Les contrats avec les producteurs indépendants sont souvent des accords à long terme, généralement d’une durée de 20 à 25 ans, qui impliquent des investissements importants de la part des producteurs. Le non-respect des obligations de paiement perturbe les opérations en cours et compromet les investissements futurs dans le secteur.

Selon les données de la Commission de l’énergie, la capacité installée actuelle du Ghana est d’environ 5 083 MW, dont 60 % proviennent des producteurs indépendants d’électricité. Toutefois, en raison des inefficacités opérationnelles et des contraintes financières, seuls 60 à 70 % de cette capacité sont disponibles de manière fiable à un moment donné.

Edward Bawa, membre de la commission parlementaire de l’énergie, a critiqué le gouvernement pour ce qu’il a décrit comme des priorités mal placées. Il a attribué le retard dans les paiements à un manque d’attention portée aux questions énergétiques urgentes, un sentiment qui trouve un écho chez beaucoup.

Bawa a noté que « le gouvernement semble plus intéressé par les gains politiques à court terme que par la résolution des problèmes fondamentaux du secteur de l’énergie ». Cette critique suggère que l’accent mis par le gouvernement sur les gains politiques à court terme pourrait conduire à des décisions qui ne sont pas dans le meilleur intérêt du secteur de l’énergie, ce qui pourrait aggraver les problèmes de dette et le risque de coupures de courant.

En réponse aux inquiétudes croissantes, le ministre des Finances, le Dr Mohammed Amin Adam, a assuré au public lors d’une réunion publique à Accra qu’il n’y avait aucun risque imminent d’approvisionnement électrique irrégulier.

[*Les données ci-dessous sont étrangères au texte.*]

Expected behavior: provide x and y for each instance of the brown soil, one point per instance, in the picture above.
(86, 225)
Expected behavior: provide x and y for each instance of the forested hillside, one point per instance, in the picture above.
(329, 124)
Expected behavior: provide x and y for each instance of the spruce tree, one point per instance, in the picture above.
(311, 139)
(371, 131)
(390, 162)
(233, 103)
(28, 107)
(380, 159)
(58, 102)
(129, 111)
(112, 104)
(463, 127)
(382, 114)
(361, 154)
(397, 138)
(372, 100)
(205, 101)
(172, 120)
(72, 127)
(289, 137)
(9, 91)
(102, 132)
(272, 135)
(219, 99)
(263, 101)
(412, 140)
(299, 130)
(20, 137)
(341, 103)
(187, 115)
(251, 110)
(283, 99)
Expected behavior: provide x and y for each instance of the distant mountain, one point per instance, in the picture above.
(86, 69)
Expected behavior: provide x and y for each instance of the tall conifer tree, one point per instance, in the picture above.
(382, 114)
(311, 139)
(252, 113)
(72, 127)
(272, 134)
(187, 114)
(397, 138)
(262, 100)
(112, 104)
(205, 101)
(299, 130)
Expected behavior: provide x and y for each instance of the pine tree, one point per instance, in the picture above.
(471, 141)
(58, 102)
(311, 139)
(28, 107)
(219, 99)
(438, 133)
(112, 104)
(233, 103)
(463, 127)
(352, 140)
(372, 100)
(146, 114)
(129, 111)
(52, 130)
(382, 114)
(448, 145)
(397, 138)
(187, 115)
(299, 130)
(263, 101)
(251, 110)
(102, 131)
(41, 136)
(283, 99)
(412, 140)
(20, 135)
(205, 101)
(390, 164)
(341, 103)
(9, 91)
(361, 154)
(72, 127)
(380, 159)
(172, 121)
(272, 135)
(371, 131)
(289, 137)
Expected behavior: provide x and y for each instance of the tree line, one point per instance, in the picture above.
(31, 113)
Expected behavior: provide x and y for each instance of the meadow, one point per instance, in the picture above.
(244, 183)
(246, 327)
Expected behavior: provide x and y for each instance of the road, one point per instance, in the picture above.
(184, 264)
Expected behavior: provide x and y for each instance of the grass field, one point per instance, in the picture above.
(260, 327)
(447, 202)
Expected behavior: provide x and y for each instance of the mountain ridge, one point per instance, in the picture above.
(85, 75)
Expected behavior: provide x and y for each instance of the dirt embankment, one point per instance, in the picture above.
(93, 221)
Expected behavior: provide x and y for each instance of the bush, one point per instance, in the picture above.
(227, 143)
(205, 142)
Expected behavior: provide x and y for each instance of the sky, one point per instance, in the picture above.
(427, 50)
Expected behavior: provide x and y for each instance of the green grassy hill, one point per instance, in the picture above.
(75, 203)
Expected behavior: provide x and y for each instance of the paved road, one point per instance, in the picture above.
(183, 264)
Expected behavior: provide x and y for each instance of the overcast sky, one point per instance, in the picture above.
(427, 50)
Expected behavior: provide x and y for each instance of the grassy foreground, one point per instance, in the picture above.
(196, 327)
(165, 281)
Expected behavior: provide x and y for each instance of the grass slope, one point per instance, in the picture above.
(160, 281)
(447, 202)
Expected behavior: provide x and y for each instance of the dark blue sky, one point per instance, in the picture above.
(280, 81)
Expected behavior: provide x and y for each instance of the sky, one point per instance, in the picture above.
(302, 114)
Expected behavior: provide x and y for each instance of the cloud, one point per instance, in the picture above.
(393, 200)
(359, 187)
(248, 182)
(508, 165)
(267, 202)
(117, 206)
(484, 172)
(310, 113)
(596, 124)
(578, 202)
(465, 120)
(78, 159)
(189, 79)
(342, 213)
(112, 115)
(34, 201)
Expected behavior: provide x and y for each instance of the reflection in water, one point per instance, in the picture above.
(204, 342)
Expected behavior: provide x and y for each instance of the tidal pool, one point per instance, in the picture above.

Il a plutôt suggéré au gouvernement d’envisager de réduire les tarifs de l’électricité pour alléger la pression financière sur les consommateurs. Cependant, les analystes estiment que de telles mesures offrent un soulagement temporaire sans résoudre les problèmes sous-jacents de la dette.

Un examen plus approfondi de la santé financière des IPP révèle un secteur soumis à de fortes pressions. Nombre de ces entreprises ont recours à des emprunts à court terme coûteux pour maintenir leurs activités, avec des taux d’intérêt dépassant souvent 20 %.

Le coût cumulé du service de la dette érode encore davantage leur rentabilité et leur efficacité opérationnelle. Les experts du secteur préviennent que sans un cadre financier durable, le secteur pourrait être confronté à une faillite en cascade, entraînant des pannes de courant généralisées et des répercussions économiques importantes.

La crise actuelle met également en lumière les défis plus vastes auxquels le secteur énergétique ghanéen est confronté. Malgré des investissements substantiels dans les infrastructures, le secteur reste en proie à des inefficacités, à des incertitudes réglementaires et à une mauvaise gestion financière.

Une approche globale, comprenant des réformes politiques, une surveillance réglementaire améliorée et une gestion financière renforcée, est essentielle pour garantir la stabilité et la fiabilité à long terme de l’approvisionnement en électricité.

Alors que le Ghana doit relever ces défis complexes, le rôle des producteurs indépendants d’électricité (IPP) demeure essentiel. Assurer des paiements ponctuels et favoriser un environnement propice à l’investissement seront essentiels pour éviter une éventuelle crise énergétique et soutenir la croissance économique.